L’air ambiant est à l’uchronie et à la dystopie, notamment dans l’imaginaire des séries. La torsion de l’Histoire, passée ou contemporaine, est, en général, motif à réflexion sur nos agissements immédiats. Dans Civilizations, on reste quelque peu sur sa faim. L’exercice est bien mené, solidement documenté, plaisamment décliné, mais… mais il manque quelque chose, qui peut-être sera déployé ultérieurement. Laurent Binet donne aux Incas un rôle civilisateur, envisagé à la fois selon l’Histoire et un sens revisité – si tant est que l’Histoire ait un sens – plus ou moins à l’aune de préoccupations contemporaines ou supposées telles.

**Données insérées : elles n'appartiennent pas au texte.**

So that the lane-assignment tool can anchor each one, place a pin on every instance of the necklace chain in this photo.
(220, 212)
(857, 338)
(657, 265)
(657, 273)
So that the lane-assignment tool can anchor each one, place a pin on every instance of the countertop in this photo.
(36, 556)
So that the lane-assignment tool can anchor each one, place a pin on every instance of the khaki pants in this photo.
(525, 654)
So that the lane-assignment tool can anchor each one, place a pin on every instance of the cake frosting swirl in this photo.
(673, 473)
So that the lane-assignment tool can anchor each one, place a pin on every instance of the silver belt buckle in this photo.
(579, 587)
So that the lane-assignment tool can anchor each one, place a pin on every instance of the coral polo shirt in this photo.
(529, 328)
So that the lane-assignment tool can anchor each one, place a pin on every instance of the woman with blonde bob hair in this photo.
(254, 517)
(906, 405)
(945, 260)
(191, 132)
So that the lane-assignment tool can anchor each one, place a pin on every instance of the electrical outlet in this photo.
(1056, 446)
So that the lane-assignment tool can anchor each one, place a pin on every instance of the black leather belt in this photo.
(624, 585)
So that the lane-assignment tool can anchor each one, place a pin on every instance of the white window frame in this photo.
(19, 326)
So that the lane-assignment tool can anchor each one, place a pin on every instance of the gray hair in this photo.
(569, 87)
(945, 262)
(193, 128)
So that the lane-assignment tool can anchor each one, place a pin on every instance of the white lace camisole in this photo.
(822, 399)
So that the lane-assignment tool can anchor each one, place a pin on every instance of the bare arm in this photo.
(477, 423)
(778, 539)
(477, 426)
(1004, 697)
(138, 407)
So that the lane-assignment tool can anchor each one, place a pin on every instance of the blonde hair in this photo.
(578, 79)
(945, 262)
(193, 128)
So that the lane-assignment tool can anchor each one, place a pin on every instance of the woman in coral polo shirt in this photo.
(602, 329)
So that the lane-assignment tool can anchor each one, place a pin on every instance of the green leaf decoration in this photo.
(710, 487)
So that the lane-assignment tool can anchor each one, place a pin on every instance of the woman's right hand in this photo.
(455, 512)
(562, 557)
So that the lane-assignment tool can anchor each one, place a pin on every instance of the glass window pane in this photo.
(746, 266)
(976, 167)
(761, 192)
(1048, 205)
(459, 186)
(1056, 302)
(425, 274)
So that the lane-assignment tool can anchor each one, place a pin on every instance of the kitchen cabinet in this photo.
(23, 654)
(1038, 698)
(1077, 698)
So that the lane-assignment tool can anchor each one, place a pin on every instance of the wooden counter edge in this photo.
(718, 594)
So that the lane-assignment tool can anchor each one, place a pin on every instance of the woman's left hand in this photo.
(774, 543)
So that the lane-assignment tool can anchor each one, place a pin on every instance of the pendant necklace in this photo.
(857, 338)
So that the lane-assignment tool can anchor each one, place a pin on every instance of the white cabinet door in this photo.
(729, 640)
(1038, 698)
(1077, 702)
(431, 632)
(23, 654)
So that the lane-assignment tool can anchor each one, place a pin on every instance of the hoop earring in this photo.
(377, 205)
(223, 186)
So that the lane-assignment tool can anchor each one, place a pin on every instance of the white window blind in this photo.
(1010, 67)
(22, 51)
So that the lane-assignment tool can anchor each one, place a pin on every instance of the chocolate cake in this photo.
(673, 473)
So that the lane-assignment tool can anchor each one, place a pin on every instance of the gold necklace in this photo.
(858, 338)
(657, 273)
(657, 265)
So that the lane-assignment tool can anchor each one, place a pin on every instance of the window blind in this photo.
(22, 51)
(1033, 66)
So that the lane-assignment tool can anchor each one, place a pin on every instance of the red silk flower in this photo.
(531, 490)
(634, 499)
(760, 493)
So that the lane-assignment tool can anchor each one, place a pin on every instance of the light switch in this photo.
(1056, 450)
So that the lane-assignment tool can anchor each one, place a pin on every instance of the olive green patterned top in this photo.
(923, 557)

Cela dit, rêvons un peu… Et si l’on poursuivait l’exercice ? Et si l’on envisageait de le poursuivre en restant dans la sphère uchronique et que l’on passait la barrière des XVIème et XVIIème siècles… Et si l’on prolongeait la courbe jusqu’au XVIIIème des Lumières, qui n’aurait pas forcément lieu d’être… Tout cela donne le vertige. Et de ce vertige-là, Binet ne nous donne pas les prémices. Civilizations est circonscrit, entendons par là que le texte se cantonne strictement à la période historique envisagée, convoque les figures du temps historique et littéraire – Charles Quint, Luther, Erasme, Cervantès, Montaigne… – mais ouvre peu de perspectives. Laurent Binet pose les bases d’un grand chamboulement qui appelle, réclame, un prolongement.


Laurent Binet, Civilizations, éd. Grasset, 14 août 2019, 384 pages.